The comic stuff really works into all the physical stuff, too. It made me think of the time that my dad tried to teach me how to drive stick shift. Because you have these narrow windows when you’re using the clutch, and sometimes that is such a fine line. If I’ve got just a little too much angst on it or it feels slightly too old, it’s just not funny anymore. There’s a real calibration act at play that we spent a lot of time in rehearsal trying to fine tune. And the play as a whole only works if you have this driving momentum that’s going through the entire thing that just pops at the end. But meanwhile, you’ve got stops and starts. The relationship takes one step forward and eight steps backwards with each turn of the page.
The entire situation rang very true to me. When you were younger, did you have a lot of those car conversations with your parents?
Yeah, absolutely. There’s a story that always comes to mind with this.
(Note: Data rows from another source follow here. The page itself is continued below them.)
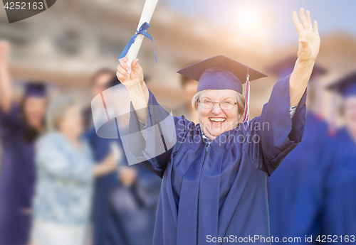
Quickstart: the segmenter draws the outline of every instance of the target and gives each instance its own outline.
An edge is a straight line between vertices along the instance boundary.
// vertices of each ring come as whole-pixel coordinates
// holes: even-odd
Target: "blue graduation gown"
[[[286,157],[269,178],[271,236],[281,239],[290,234],[300,185],[308,181],[305,178],[313,171],[318,170],[315,164],[324,153],[327,136],[327,123],[307,111],[303,142]]]
[[[86,134],[96,162],[110,153],[110,144],[118,139],[102,138],[94,128]],[[123,151],[123,150],[122,150]],[[126,158],[120,165],[127,165]],[[131,187],[120,182],[117,172],[95,180],[93,202],[94,245],[151,245],[161,179],[143,165],[135,165],[137,179]]]
[[[21,212],[31,209],[34,192],[33,143],[23,140],[19,108],[13,104],[8,113],[0,111],[2,144],[0,170],[0,245],[26,244],[31,217]]]
[[[326,144],[318,170],[304,183],[293,235],[312,234],[314,243],[318,235],[325,235],[325,242],[328,235],[338,244],[356,241],[355,163],[356,143],[346,129],[341,129]],[[349,236],[349,242],[345,236]]]
[[[110,153],[111,140],[98,136],[94,127],[85,134],[85,137],[93,150],[95,163],[100,163]],[[111,216],[109,197],[116,185],[117,185],[116,173],[100,176],[95,180],[92,213],[94,245],[110,244],[108,241],[110,234],[108,228],[108,220]]]
[[[140,143],[143,136],[134,134],[140,131],[140,122],[131,114],[129,149],[162,178],[154,245],[227,244],[226,239],[212,239],[236,236],[246,241],[249,236],[269,236],[268,177],[300,142],[305,121],[306,93],[290,119],[289,77],[275,85],[261,116],[221,134],[209,147],[199,124],[173,117],[177,142],[150,158],[157,156],[155,142],[160,137],[147,130],[147,145]],[[157,105],[150,92],[147,128],[167,116]],[[258,130],[263,125],[265,130]],[[253,143],[249,136],[260,140]]]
There was a time in the 6th or 7th grade, it was a time when I was too old to be doing this sort of thing, but I got in the car from school, looked at my mom and said, “What would you do if I blew raspberries, if I was just spitting for the entire 13-minute car ride back?” She just kind of smirked, and then I did it. That’s where I really relate to all the jokey stuff in it, but it really covers the whole spectrum. My 18th birthday, there’s an unmarked envelope on my desk, and I open the thing up and my dad walks in and there’s like two condoms in it. At this point I’m 18, this is far too late for this to be the gesture to encourage a sex life. There’s just moments scattered throughout that always come to mind. When we were kids, my dad would be pulling out of the garage and he would say he’s about to launch the torpedoes and it was just him clicking this button that would make an LED display come up. I think about that all the time as the 10-year-old Denny.
You’re from Pasadena; is there any temptation to go back and pursue a career in L.A. now that you’re out of school?
Stay in Chicago is sort of the goal. I wasn’t too much in or around the film scene—I’ve got an uncle who is a photographer, has worked on movies and stuff, but I really fell in love with theater. And Chicago has really been the place. I love it here, and I spent some time in New York earlier this year, looking for the pull, that thing that would make me stay out there, but it just didn’t really happen. I love it here, the theater scene and the city itself. I hope to be here as long as I can.